We just welcomed some brand new coworkers into this crazy, life-changing, emotional-roller-coaster of a job we call language and culture acquisition, which got me to thinking again about the complex tapestry that makes up human communication. And I thought I’d share a little bit about a few of the strands of that tapestry, so you can pray for anybody you know who lives and functions across languages and cultures:
Apparently the human mouth can make about 500 different sounds, not even counting tone, volume, or length. And you can rest assured that if a sound is possible to make, there’s a language somewhere out there that uses it. Whether or not it’s possible for YOU to make will be the question when you decide to learn that language.

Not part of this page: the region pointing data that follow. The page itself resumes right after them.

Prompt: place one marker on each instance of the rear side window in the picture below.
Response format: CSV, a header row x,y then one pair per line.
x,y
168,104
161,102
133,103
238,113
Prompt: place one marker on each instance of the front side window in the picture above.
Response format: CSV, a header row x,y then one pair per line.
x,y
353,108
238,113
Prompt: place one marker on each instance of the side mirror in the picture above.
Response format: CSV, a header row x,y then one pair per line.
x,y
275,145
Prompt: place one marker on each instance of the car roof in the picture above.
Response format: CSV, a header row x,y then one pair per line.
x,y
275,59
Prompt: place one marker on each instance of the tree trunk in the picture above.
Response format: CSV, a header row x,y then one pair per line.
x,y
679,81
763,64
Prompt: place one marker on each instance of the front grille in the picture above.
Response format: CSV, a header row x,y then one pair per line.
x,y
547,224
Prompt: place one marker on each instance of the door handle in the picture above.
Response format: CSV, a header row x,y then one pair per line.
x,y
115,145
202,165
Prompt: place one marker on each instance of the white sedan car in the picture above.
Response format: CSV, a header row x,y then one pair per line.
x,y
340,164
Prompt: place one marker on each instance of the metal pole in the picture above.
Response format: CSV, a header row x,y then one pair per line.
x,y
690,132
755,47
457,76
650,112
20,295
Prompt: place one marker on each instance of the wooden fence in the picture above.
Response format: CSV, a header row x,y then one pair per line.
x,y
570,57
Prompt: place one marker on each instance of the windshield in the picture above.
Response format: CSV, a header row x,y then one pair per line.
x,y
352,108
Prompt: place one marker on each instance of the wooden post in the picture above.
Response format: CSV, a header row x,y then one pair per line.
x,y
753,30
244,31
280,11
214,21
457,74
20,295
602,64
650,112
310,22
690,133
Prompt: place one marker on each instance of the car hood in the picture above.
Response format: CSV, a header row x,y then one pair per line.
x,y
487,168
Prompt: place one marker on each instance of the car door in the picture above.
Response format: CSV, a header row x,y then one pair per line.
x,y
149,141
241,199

Hearing those sound differences can be tricky too. Which ones will be hard all depend on what language(s) you already speak and thus which sounds you’re used to hearing. Someone who speaks a language that pronounces the ‘h’ sound on the end of words, for example, would have no trouble hearing the difference between these pairs:
bawa: to carry
But for us English speakers, who don’t ever pronounce the ‘h’ sound on the end of words even when a word is spelled that way, the difference is very hard to hear and we might not even realize there is a difference at first.

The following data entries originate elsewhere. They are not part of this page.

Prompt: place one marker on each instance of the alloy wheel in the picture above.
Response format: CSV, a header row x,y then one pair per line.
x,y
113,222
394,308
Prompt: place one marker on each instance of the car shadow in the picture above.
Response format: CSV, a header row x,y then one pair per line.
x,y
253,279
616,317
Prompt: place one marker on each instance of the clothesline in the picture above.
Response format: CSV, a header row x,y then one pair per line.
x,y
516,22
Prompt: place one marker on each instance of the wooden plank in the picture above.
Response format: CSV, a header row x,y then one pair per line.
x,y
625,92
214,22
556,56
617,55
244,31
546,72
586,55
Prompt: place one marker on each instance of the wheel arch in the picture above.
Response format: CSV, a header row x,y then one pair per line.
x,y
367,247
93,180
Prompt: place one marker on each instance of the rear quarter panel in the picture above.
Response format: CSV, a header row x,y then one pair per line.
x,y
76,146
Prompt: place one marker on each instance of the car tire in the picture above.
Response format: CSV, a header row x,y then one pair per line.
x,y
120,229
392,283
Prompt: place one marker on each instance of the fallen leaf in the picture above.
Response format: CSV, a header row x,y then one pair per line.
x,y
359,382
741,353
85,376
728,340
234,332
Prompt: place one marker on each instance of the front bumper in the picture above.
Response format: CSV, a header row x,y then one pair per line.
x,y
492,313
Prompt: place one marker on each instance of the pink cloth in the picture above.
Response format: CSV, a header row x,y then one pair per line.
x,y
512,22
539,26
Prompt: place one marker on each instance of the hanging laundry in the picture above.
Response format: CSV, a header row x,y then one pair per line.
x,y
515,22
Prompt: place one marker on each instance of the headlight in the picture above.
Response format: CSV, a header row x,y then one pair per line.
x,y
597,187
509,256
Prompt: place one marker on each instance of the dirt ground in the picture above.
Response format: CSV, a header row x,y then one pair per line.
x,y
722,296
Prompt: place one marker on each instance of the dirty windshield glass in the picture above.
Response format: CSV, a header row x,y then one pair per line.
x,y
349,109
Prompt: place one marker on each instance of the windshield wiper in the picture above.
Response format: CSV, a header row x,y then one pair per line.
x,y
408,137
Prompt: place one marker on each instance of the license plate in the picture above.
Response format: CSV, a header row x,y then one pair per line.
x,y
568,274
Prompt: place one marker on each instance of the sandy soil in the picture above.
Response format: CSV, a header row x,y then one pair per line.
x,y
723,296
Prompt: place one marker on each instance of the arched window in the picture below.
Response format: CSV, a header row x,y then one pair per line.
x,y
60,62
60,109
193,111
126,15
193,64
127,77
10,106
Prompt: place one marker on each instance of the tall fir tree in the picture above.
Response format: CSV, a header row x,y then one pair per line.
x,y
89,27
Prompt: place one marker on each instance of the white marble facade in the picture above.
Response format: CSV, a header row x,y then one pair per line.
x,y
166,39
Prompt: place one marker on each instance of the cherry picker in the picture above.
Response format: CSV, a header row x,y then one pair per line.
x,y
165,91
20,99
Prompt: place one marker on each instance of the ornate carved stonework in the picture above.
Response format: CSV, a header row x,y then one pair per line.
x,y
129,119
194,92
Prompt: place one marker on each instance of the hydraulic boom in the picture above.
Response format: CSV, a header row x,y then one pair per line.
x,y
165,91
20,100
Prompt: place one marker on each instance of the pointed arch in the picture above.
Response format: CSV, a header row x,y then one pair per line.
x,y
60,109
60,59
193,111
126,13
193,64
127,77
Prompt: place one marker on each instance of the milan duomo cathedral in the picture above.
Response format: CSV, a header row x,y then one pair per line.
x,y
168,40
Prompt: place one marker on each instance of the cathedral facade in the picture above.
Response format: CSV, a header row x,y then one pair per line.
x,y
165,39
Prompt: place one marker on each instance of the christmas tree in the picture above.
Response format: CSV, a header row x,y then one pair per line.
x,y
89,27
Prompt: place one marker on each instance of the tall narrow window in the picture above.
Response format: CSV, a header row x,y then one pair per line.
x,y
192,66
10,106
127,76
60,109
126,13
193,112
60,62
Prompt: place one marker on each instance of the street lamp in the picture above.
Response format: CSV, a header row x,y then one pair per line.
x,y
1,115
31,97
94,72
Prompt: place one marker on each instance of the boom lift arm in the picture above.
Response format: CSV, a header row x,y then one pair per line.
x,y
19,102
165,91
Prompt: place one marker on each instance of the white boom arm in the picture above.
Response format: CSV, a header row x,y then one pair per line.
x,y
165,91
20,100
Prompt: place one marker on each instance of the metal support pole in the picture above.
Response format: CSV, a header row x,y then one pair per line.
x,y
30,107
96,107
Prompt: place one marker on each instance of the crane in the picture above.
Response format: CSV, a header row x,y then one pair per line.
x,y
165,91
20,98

We tend to think of word meanings as an entry in the dictionary, but really they are more like a circle that we call “range of meaning.” Words in each language have their own ranges of meaning that are almost never exactly the same as the range of meaning of any single word in another language. For example if you learn a word in the national language here for which the English translation is “ask,” you might assume you can use that word to ask a question as well as to ask someone to do something for you. But you can’t. There is a totally different word for making a request than there is for asking for information.
What to Say
Before you figure out how to say things, you have to figure out what things to even say. As an English speaker, you might be tempted to come into a new language situation with a mental list of the first things you’ll need to learn how to say (hi, how are you?, it’s nice to meet you, etc.) only to learn that people meeting on the street don’t say “Hi” or “How are you?” They ask “Where are you going?” And you definitely don’t say “It’s nice to meet you” when you meet someone.
The Meaning behind the Meaning
Cultural understandings and assumptions inform everything about how language is used and understood. That’s why it’s so vital to learn them together as one, inseparable unit. How else will you know that when you ask “Do you know where my shoes are?” you might actually be asking, “Did you steal my shoes?” Or if you say, “I like your shirt” you’re actually asking for the shirt off someone’s back.

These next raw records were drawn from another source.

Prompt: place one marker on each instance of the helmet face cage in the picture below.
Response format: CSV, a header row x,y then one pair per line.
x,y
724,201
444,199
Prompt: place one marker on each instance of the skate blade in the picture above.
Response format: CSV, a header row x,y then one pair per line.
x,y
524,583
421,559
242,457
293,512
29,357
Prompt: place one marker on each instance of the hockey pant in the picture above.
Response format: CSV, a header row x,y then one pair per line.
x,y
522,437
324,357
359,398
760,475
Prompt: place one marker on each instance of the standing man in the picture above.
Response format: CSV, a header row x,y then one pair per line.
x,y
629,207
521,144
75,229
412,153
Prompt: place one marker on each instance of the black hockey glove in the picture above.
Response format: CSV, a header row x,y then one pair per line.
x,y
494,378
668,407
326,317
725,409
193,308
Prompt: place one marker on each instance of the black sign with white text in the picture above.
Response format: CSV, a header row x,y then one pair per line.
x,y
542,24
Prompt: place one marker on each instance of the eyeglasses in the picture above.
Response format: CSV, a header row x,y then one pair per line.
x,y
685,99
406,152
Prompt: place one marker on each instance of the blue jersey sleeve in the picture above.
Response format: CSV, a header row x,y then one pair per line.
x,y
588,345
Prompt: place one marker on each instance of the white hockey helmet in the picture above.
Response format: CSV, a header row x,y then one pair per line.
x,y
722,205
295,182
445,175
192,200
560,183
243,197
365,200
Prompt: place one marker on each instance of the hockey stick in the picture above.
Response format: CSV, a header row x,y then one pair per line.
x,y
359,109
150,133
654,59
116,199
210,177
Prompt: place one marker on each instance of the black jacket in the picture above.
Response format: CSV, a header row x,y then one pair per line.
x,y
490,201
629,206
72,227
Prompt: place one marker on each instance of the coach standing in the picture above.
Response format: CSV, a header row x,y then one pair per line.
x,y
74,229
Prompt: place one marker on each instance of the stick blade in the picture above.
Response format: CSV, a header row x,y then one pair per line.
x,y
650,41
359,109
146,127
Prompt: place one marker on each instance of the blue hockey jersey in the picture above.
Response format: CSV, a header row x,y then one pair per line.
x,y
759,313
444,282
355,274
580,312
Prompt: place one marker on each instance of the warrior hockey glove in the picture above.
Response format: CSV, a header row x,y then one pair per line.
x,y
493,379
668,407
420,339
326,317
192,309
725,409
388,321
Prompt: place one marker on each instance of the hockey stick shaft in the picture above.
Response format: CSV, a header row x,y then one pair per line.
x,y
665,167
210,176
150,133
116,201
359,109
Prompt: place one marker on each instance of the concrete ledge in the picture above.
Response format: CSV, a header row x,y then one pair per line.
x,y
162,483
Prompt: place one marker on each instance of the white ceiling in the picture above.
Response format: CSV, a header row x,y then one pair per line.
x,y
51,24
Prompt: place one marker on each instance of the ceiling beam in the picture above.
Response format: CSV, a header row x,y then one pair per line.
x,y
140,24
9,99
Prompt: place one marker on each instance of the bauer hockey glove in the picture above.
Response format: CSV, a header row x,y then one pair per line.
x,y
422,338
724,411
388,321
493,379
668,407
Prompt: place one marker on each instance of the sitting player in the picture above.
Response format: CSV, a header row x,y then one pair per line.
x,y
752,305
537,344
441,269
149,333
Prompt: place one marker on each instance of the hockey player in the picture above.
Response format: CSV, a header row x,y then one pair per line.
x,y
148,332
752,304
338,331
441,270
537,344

Limitless Capacity for Expression
I’ve said this before. The same God who created galaxies and atoms also hard wired the human brain for communication. Why would we expect to find a group of humans or their language anywhere on this planet that doesn’t rise to that challenge in beautiful, complex, remarkable ways? Why should we be surprised to find that language, like everything else touched by the Creator’s hand, is fearful and wonderful and very, very good?